Te souviens-tu des samedis quand nous voyions passer les hommes avec leurs invraisemblables chapeaux qui nous évoquaient invariablement des nids douillets ? Nous riions à l’idée que si l’un de ces hommes s’immobilisait un certain temps, un oiseau viendrait certainement s’y reposer ! J’ai appris depuis que ces schtreimels étaient faits de véritables visons. Pauvres bêtes, surtout pour un aussi ridicule résultat…

Te souviens-tu aussi du gamin âgé de 10 ans environ, que nous voyions faire du trampoline de notre fenêtre ? Nous étions fascinées car il était extrêmement doué et réalisait de magnifiques sauts mais chaque fois qu’il s’élançait pour faire une cabriole il tenait fermement de sa main gauche sa kippa vissée sur son crâne. Néanmoins il arriva à deux ou trois reprises que la kippa tombe. Il la ramassait alors prestement et la remettait en place tout aussi prestement. Sans doute craignait-il que Yahvé ne le foudroie pour avoir osé, seul dans son jardin, s’exhiber tête nue.

Mais ce qui m’avait frappé plus que tout c’est que nous n’existions pas à leurs yeux : je n’ai jamais surpris durant l’année que nous avons passée là-bas, un seul regard de curiosité à notre égard, de leur part, homme ou femme. Nous étions invisibles. Même les enfants ne nous regardaient pas. Je n’osais imaginer de quelle manière s’exerçait le lavage de cerveau pour parvenir à ce résultat.

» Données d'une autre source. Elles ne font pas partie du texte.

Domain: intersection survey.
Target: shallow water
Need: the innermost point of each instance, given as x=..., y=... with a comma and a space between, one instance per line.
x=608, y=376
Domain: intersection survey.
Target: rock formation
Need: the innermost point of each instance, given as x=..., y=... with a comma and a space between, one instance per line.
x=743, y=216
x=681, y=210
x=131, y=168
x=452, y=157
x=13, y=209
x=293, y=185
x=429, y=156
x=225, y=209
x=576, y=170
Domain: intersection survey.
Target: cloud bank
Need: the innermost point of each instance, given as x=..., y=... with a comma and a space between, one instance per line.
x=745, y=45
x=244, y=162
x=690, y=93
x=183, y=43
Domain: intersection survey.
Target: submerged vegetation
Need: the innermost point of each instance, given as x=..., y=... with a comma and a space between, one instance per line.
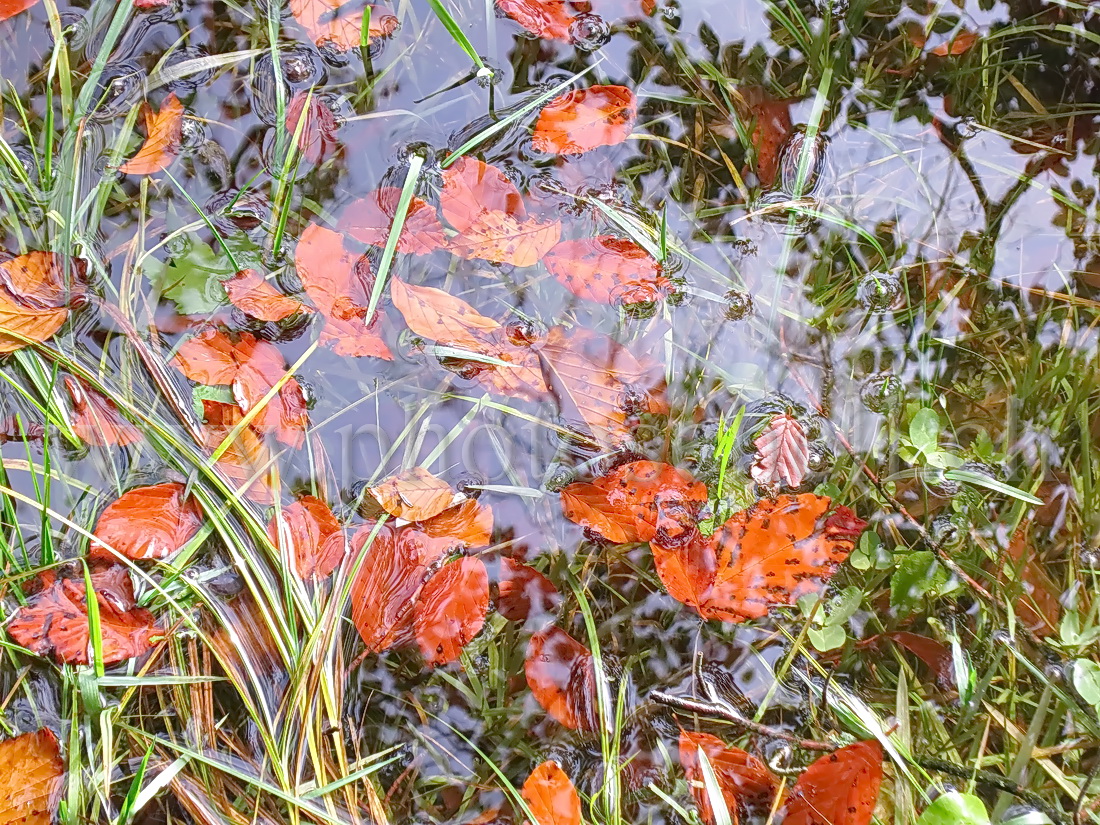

Unorthodox répond à une partie des questions que nous nous posions et nous donne de multiples détails sur le fonctionnement de cette communauté si particulière. L’héroïne est vraiment attachante et son histoire est largement inspirée de la vie d’une jeune femme nommée Déborah Feldman. N’oublie pas de regarder aussi le making off ; il complète la série.

 

Hier soir j’ai appris que vous étiez reconfinés en France : quelle tristesse d’avoir ton âge et d’être condamnée à tout cela : les études par visio conférences, la réclusion, la peur de la maladie, l’impossibilité de voyager.

 

Je t’embrasse ; on s’appelle tout à l’heure.